Wenig später, am 20. April 2006, findet im Amt für Soziale Dienste ein Gespräch in Sachen Kevin statt. Kevins "Casemanager", sein Amtsvormund und eine Stadtteilleiterin der Sozialbehörde setzen sich mit Bernd K. zusammen. Die Stadtteilleiterin nimmt Kevin auf den Schoß, wundert sich, dass das Kind nicht fremdelt und sie küsst. Sie bemerkt auch, wie schwach Kevin ist, dass er kaum Muskeln hat. Obwohl zu dieser Zeit laut Zeugenaussagen der Verdacht der Kindesmisshandlung offenbar bereits im Raum steht, sprechen die Helfer Bernd K. offenbar nicht auf das Thema an. Stattdessen raten die Experten Bernd K., er solle sich einer "Trauergruppe" anschließen, um den Tod seiner Lebensgefährtin besser zu verarbeiten. "Wir haben ihm die Pistole auf die Brust gesetzt", sagte die Stadtteilleiterin jetzt dagegen in ihrer Vernehmung bei der Polizei.
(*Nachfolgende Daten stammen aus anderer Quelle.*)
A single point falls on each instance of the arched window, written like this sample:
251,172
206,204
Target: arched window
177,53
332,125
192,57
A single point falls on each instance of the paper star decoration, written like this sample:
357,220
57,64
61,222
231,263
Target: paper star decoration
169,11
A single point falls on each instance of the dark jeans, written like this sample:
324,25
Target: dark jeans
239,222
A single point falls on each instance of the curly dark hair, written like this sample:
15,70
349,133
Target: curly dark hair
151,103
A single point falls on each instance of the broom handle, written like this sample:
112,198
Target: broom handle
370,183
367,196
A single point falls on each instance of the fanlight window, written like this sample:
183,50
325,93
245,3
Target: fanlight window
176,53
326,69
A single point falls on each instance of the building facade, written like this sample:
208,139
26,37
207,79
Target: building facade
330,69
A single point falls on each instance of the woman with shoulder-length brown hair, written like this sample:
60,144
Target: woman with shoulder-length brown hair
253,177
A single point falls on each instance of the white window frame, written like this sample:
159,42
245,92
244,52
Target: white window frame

Wie stern.de aus Justizkreisen erfuhr, zeigte sich die Sozialarbeiterin zerknirscht. "Ich wollte ihm das Kind eigentlich nicht wieder mitgeben", zitiert ein Ermittler die Frau. "Ich traute dem Typen nicht so recht." Doch auf die Frage, warum sie ihm das Kind dann nicht einfach weggenommen habe, soll die diplomierte Sozialarbeiterin gesagt haben: "Ich hätte doch gar nicht gewusst, wie das so schnell zu regeln gewesen wäre."